Нет, конечно, глупо было надеяться на что-нибудь действительно интересное. Типа, там, заходит Машенька в подвал - а её пресветлый ангельский муженёк совокупляется там с чёртовой дюжиной суккубов, озарённый красным сиянием горящего знака Бафомета на чёрном алтаре в виде козлиной головы.


Но я всё же задавался вопросом: "Оно и будет так тупо, как ожидается? Типа, первое чувство меж ними немного поутихнет (не сказать, что оно было столь уж ярким и захлёстывающим), будут какие-то ссоры, измены, а потом девчонка, типа, перебесится и найдёт счастье в материнстве. Так будет - или как-то позанятнее, всё же?"


Ага, держи карман шире! Последний абзац:
"С этого дня кончился мой роман с мужем; старое чувство стало дорогим, невозвратимым воспоминанием, а новое чувство любви к детям и к отцу моих детей положило начало другой, но уже совершенно иначе счастливой жизни, которую я еще не прожила в настоящую минуту..."


Очевидно, сие разъяснение дано на случай, если читатель совсем дебил. Ей-богу, сколько помню, ни Диккенс, ни Бальзак, ни кто ещё из маститых графоманов той неторопливой поры, кажется, всё же не опускались до столь прямолинейных "объяснительных записок души". Толстой - уникум, really.


Что до того, что было между первой строкой и этим абзацем... да ничего, практически, и не было. Даже адюльтера - и того не вышло. Начал было нравиться героине один маркиз на водах, но она ужаснулась этому и той же ночью слиняла из Баден-Бадена.
Семейные ссоры? Любой бразильский сериал - шедевр жизненности и страсти по сравнению с этим унылым бубнежом. Степень лунатизма в диалогах - зашкаливает.
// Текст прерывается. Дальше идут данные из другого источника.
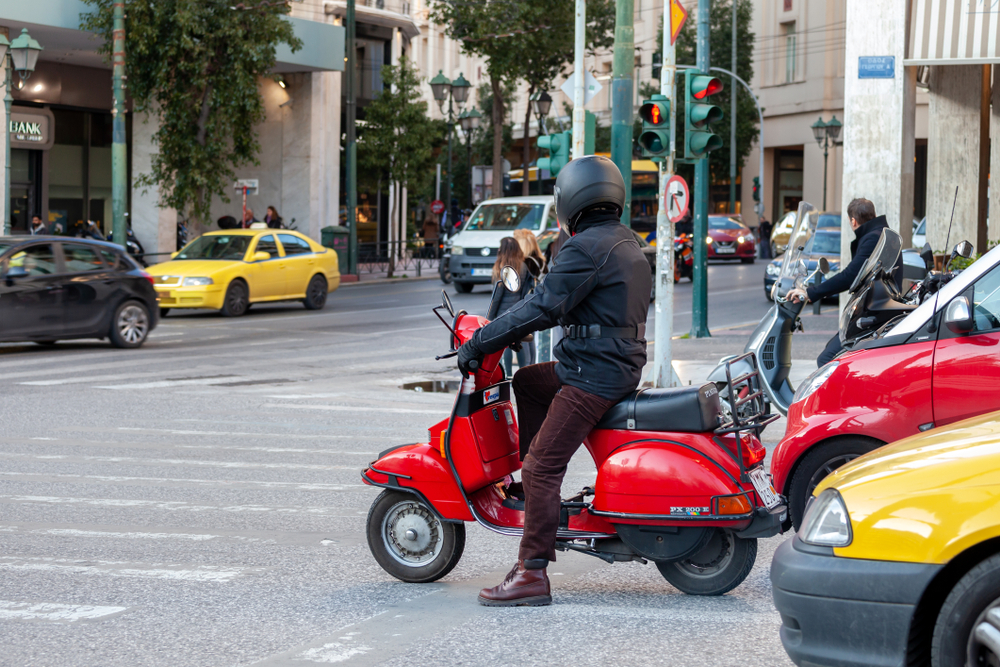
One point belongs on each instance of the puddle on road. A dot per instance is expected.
(433, 386)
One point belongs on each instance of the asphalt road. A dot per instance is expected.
(198, 502)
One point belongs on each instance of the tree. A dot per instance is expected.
(195, 65)
(396, 141)
(747, 130)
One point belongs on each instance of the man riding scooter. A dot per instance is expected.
(867, 230)
(598, 289)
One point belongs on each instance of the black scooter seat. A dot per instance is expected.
(681, 410)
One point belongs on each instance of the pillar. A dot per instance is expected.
(953, 141)
(154, 226)
(879, 120)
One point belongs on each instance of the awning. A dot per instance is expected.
(953, 32)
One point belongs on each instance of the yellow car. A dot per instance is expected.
(897, 561)
(229, 270)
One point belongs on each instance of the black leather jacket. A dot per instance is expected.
(599, 277)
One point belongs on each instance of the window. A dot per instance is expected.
(37, 260)
(790, 49)
(81, 258)
(267, 244)
(986, 302)
(294, 245)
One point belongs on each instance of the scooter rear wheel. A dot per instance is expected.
(721, 565)
(409, 541)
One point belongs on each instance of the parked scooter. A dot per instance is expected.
(676, 483)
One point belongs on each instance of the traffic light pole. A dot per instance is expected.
(699, 305)
(621, 96)
(663, 316)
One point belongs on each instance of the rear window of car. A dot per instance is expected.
(504, 217)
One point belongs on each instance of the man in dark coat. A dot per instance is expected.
(867, 231)
(598, 289)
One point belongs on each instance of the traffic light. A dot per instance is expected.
(558, 146)
(698, 138)
(655, 137)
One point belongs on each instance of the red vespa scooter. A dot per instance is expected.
(675, 484)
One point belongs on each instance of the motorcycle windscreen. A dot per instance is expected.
(885, 256)
(793, 267)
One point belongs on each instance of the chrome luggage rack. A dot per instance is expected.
(759, 416)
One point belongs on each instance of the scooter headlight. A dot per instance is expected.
(814, 381)
(827, 523)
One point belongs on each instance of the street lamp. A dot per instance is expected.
(469, 120)
(21, 55)
(826, 133)
(457, 91)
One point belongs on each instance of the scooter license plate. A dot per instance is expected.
(762, 482)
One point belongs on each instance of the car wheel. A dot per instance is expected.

"Милый, я хочу быть, типа, наравне с тобой, участвовать в твоих делах, в твоих разборках с исправником" (замечу, повесть очень бы украсило, когда б автор указал, что именно потребовал "незаконного" исправник от мужиков; так - в произведении появилась бы хоть одна существенная деталь).


Милый нахмурил своё пресветлое чело и отвечает:
"Yeah, baby, I've got it! Ты хочешь переехать в Петербург и крутиться в свете. Окей, детка, так и сделаем".


В Петербурге, когда девчонка стала популярна в светских тусах:
"Ты как посмела, сука, понравиться князю? Это - реально неуважение ко мне, что ты нравишься другим мужикам на балах! Шлюха!"


Ну и ездит ей по мозгам полчаса. А она - ему. И оба - на полнейшем серьёзе несут пафосный бред. Но при этом - чуть ли не самая вялая и занудная сцена ревности и скандала в мировой литературе. Уметь надо.


Самое же главное, эта волынка - 170К знаков. Для сравнения, "Дубровский" - 140К. Та же бумага, те же чернила. Рука лишь - другая.